Enterprises are moving from experimentation to deployment, boosting the demand for AI inference servers, and are also increasing hybrid and edge deployments.
That’s the rationale for Lenovo’s decision to launch three new inferencing servers at CES this week.
The servers include the Lenovo ThinkSystem SR675i, designed to run full-sized LLMs for applications in areas like manufacturing, healthcare and financial services; the Lenovo ThinkSystem SR650i, which is designed to be scalable and easy to deploy in existing data centers; and the Lenovo ThinkEdge SE455i, a compact server built for retail, telco and industrial environments.
This isn’t Lenovo’s first foray into inferencing services, or even into small-scale inferencing servers. It released its first entry-level AI inferencing server for edge AI in March 2025.
The company also offered other servers capable of handling AI workloads that weren’t specifically marketed as inferencing servers.
There are three main drivers for enterprises looking to buy and deploy their own inference servers, said Arthur Hu, senior vice president, global CIO and chief delivery and technology officer for Lenovo’s solutions and services group. That role puts him in direct contact with enterprise customers.
First, customers are getting more strategic about how they use cloud computing, he said in an interview at CES. The public cloud is good for early experimentation or when a company needs to deploy over a large geography.
“But if you know what your workload size and predictability is, you don’t need to pay the additional premium,” he said.
Another adoption driver is the need to use data where it’s generated. “You don’t want to store all the data all the time,” Hu said. With an edge AI server, the data can be immediately used when needed, then discarded later.
Finally, there are the privacy, security and sovereignty concerns. “Everyone is very sensitive that they can control their data and govern it,” he said.
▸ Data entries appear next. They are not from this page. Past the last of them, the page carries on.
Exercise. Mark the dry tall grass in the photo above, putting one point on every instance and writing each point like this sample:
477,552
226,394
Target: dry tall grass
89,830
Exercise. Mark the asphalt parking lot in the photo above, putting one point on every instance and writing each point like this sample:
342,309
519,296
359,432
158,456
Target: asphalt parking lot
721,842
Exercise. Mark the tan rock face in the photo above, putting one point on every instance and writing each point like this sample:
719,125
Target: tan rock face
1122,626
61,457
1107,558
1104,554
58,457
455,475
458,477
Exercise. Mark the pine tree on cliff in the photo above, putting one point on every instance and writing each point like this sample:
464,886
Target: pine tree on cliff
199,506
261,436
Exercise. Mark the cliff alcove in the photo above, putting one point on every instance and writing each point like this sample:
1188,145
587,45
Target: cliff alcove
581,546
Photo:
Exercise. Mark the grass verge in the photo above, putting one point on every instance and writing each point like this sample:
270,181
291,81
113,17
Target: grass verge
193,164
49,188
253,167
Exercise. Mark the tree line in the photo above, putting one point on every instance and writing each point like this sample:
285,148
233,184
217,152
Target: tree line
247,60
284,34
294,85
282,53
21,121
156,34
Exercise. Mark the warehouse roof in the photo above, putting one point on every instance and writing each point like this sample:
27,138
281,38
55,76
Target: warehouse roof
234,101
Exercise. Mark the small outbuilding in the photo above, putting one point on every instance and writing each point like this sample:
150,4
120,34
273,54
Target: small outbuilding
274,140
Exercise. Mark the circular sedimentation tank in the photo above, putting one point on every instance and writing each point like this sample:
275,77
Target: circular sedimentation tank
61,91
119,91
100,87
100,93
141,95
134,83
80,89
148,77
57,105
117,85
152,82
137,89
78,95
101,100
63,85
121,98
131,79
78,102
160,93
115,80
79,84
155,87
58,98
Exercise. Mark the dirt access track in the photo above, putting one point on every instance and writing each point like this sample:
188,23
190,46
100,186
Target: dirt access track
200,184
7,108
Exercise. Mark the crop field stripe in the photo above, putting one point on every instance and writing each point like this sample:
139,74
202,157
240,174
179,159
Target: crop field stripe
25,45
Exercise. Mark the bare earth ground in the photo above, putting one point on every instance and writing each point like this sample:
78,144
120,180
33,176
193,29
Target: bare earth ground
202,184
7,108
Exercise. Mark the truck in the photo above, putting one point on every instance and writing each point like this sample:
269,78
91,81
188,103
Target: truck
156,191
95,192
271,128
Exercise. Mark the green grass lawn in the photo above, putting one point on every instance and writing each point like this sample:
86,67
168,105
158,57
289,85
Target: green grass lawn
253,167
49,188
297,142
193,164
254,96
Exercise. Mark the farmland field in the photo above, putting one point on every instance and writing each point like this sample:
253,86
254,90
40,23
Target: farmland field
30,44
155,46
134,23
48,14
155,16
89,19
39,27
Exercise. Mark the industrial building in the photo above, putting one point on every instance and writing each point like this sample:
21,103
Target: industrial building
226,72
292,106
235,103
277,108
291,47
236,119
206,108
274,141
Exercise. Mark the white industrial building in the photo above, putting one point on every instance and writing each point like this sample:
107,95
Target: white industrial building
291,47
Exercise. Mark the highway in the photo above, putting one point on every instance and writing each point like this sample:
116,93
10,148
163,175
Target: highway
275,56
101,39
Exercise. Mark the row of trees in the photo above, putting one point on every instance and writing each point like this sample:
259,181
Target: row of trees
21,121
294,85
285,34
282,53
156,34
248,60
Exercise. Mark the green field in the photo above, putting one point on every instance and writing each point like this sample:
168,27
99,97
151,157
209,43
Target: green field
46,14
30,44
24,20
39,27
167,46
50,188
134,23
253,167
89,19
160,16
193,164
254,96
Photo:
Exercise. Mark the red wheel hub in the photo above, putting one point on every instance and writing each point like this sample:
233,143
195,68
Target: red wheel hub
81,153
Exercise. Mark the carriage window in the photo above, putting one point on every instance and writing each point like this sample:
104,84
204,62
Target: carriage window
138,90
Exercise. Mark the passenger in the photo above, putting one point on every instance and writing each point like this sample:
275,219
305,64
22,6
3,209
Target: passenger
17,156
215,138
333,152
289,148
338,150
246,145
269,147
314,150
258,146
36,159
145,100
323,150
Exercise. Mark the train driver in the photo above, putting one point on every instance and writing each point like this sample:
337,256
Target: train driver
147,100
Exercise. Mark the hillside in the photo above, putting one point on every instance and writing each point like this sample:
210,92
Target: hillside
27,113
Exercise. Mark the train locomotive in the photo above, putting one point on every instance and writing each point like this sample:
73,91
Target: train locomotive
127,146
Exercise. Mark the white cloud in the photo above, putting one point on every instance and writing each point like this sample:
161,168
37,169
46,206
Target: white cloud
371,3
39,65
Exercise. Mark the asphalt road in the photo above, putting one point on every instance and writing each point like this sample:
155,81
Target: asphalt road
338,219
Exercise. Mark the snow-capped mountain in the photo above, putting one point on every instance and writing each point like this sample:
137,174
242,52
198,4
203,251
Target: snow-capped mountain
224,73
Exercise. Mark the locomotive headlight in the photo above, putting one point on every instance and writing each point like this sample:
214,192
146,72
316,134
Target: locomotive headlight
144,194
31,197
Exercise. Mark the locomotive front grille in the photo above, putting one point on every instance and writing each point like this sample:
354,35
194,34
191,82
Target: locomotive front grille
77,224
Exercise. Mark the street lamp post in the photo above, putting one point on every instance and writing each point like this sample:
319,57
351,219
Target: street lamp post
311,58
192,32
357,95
When a company runs its own AI inferencing, the data never needs to be out of its corporate hands.
Lenovo wasn’t the only company making bets on AI inferencing this week. AMD announced the AMD Instinct MI440X GPU, designed for on-premises inferencing for enterprise AI. And while Lenovo rivals Dell and HPE didn’t announce similar hardware at CES, they did both release new inferencing servers last year.
Dell’s air-cooled PowerEdge XE9780 and XE9785 servers integrate into existing enterprise data centers, while the liquid-cooled Dell PowerEdge XE9780L and XE9785L servers support rack-scale deployment, the company announced last May.
For its part, HPE last March released its latest AI servers, including the HPE ProLiant Compute DL380a Gen12. It offers support for up to 16 GPUs as well as direct liquid cooling, and is purpose built for AI fine-tuning and inference.
Given the rapidly increasing demand for enterprising inferencing, more announcements from the major players are likely this year.
Editor’s note: Lenovo paid for Maria Korolov’s transportation and hotel costs for this year’s CES, but had no editorial role in the creation of this story.